This NYT Magazine article about “digital intimacy” is long, but fascinating.
I was particularly interested in what they have to say about Twitter and my favorite part of Facebook, the status updates.
Social scientists have a name for this sort of incessant online contact. They call it “ambient awareness.” It is, they say, very much like being physically near someone and picking up on his mood through the little things he does — body language, sighs, stray comments — out of the corner of your eye.
I don’t Twitter yet, but I do update my Facebook status frequently and enjoy reading the minutia of my friends’ lives.
Of course, many of my friends are writers so their updates are often carefully crafted, which makes them even more fun, but it’s even more than that. As the NYT describes it:
Each little update — each individual bit of social information — is insignificant on its own, even supremely mundane. But taken together, over time, the little snippets coalesce into a surprisingly sophisticated portrait of your friends’ and family members’ lives, like thousands of dots making a pointillist painting.
A pointillist painting. What a wonderful description. And not only do the updates give me a sense of individuals’ lives, but they give me a sense of the whole world, buzzing along one little task and emotion at a time.
I haven’t given up face time for Facebook but frankly, I have more good friends across the country than across my city and if this is how I can stay connected to their lives, it will have to do. And it’s doing pretty well.
In a somewhat related story, this DMN story offers suggestions on how to focus in the multitasking hell in which we all live and work. One suggestion I particularly like is turning your back on your computer when someone is talking to you. I need to do that when I’m on the telephone.
In fact, I seem to have lost my headset and that might be a good thing, since I use it to keep my hands free while I’m on the phone, which means I can screw around on the computer. I’ll need to find it to do phone interviews, but it only allows me to be distracted when I’m not taking notes.

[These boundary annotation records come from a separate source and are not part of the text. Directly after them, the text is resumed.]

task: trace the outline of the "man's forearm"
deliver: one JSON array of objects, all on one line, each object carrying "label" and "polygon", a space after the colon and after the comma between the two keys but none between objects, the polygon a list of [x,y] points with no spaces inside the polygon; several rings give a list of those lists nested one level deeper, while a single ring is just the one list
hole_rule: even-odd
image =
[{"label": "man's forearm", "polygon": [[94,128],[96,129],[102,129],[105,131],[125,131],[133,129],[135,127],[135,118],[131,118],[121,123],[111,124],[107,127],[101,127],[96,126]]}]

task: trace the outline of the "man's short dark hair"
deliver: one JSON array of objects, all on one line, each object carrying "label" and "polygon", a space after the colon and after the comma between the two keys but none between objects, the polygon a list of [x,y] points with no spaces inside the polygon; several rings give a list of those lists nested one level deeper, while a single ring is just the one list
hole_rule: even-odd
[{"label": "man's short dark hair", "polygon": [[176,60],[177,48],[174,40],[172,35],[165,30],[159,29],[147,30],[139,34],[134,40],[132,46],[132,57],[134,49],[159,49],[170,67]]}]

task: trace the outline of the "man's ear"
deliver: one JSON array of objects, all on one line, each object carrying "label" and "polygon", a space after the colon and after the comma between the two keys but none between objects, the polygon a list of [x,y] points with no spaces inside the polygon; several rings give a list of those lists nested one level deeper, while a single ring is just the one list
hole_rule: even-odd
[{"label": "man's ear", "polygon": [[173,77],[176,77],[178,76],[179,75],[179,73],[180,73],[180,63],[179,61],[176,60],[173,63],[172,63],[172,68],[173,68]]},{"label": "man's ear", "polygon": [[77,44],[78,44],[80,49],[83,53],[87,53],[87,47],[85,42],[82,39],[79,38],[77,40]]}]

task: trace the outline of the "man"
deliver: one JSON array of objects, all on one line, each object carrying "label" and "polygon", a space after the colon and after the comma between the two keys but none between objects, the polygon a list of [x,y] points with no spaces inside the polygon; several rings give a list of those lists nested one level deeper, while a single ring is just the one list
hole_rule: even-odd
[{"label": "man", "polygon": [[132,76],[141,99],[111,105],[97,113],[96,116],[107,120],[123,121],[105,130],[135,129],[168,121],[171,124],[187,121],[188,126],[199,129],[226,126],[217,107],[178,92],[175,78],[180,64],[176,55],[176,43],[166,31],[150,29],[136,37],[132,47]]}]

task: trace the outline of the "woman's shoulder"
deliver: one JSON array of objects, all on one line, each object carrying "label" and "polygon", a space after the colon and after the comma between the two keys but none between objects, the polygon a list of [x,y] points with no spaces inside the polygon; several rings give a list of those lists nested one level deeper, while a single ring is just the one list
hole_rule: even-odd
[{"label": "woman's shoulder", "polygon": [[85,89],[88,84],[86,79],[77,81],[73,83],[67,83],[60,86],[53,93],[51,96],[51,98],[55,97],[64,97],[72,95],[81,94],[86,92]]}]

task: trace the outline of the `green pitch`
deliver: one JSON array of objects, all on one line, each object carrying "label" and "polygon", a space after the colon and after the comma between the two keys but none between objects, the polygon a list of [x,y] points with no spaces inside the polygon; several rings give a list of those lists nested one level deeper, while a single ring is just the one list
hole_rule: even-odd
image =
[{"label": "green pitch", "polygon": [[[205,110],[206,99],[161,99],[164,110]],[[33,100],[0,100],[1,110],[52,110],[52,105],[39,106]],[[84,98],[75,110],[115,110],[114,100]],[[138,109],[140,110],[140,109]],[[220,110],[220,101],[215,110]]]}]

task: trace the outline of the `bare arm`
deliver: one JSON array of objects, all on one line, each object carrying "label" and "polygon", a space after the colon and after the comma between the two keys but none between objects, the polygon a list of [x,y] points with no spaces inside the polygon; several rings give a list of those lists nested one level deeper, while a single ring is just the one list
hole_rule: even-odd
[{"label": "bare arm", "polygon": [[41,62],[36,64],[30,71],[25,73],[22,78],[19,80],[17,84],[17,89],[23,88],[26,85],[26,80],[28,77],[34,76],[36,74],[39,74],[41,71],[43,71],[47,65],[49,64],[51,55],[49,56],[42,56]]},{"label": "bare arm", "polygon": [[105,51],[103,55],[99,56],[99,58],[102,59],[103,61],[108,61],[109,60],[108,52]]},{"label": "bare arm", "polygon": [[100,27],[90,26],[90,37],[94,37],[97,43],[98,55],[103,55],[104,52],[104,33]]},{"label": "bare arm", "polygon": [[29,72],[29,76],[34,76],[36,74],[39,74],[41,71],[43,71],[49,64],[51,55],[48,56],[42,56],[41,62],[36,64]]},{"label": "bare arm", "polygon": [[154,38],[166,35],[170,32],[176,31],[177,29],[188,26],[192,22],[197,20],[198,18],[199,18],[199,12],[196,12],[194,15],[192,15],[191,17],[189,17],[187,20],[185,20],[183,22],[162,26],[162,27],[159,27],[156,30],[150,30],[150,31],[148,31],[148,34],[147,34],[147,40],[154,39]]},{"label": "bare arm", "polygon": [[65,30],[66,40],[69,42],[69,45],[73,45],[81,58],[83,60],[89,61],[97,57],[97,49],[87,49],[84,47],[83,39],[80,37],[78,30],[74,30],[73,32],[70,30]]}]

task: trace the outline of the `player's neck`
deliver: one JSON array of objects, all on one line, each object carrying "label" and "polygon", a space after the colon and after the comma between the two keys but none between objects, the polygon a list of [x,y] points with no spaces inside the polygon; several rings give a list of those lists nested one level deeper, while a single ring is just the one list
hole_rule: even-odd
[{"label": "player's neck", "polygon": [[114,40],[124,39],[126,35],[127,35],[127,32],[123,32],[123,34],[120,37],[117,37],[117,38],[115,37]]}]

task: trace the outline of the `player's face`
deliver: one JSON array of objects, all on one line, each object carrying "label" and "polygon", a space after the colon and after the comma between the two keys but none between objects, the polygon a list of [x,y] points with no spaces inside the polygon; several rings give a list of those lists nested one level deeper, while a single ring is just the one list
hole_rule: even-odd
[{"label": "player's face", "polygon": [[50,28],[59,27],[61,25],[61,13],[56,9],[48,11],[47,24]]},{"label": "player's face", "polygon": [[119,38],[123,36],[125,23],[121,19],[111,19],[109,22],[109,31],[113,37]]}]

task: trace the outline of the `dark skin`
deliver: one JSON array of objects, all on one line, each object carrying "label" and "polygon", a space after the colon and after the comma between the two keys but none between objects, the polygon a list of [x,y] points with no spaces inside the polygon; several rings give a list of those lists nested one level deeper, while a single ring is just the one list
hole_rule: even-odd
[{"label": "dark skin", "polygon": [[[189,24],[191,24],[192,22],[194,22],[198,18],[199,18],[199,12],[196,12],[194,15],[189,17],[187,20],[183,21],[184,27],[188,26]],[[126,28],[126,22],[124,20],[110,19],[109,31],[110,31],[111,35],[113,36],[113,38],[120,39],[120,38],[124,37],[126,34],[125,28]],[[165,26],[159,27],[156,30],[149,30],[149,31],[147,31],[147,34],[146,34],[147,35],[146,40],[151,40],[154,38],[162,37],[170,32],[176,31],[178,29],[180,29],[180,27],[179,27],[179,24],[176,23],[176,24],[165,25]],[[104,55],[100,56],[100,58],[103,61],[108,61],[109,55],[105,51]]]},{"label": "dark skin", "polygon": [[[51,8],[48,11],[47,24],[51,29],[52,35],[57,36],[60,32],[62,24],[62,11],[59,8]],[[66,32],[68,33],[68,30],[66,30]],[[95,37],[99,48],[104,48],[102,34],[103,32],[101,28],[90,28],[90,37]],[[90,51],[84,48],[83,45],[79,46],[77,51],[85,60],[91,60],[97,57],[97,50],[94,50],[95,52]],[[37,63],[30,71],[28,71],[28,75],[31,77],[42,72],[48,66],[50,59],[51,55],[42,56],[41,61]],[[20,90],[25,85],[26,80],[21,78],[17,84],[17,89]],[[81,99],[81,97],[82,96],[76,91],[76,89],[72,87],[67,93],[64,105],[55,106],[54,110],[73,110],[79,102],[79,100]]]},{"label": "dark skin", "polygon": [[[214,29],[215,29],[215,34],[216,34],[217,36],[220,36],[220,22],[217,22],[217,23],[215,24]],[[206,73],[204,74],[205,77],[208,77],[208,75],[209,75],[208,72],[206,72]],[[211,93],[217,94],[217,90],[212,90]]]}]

I did a speech last night to a very nice sorority alumni group and one woman told me about a trip to California she took recently. She noticed that there, people have become much more polite and restrained about using cell phones than they are here in Dallas. Evidently, Californians have learned better than to use their cell phones in restaurants. Nice.
2 comments:
All I ask is that these cellphoners don't scream lots of irrelevant, boring personal information when I'm within earshot. But I refuse to move to California. At the rate my husband and I are currently going deaf, it shouldn't be necessary, anyway.
Pretty much everything people say into their cell phones is boring and irrelevant to me. (Pretty much everything I say into telephones is, too.)
But I get personally offended when I see two people sitting at a restaurant table, one talking on a cellphone, the other staring into space. It's wrong. Just wrong.
I wouldn't mind living in California.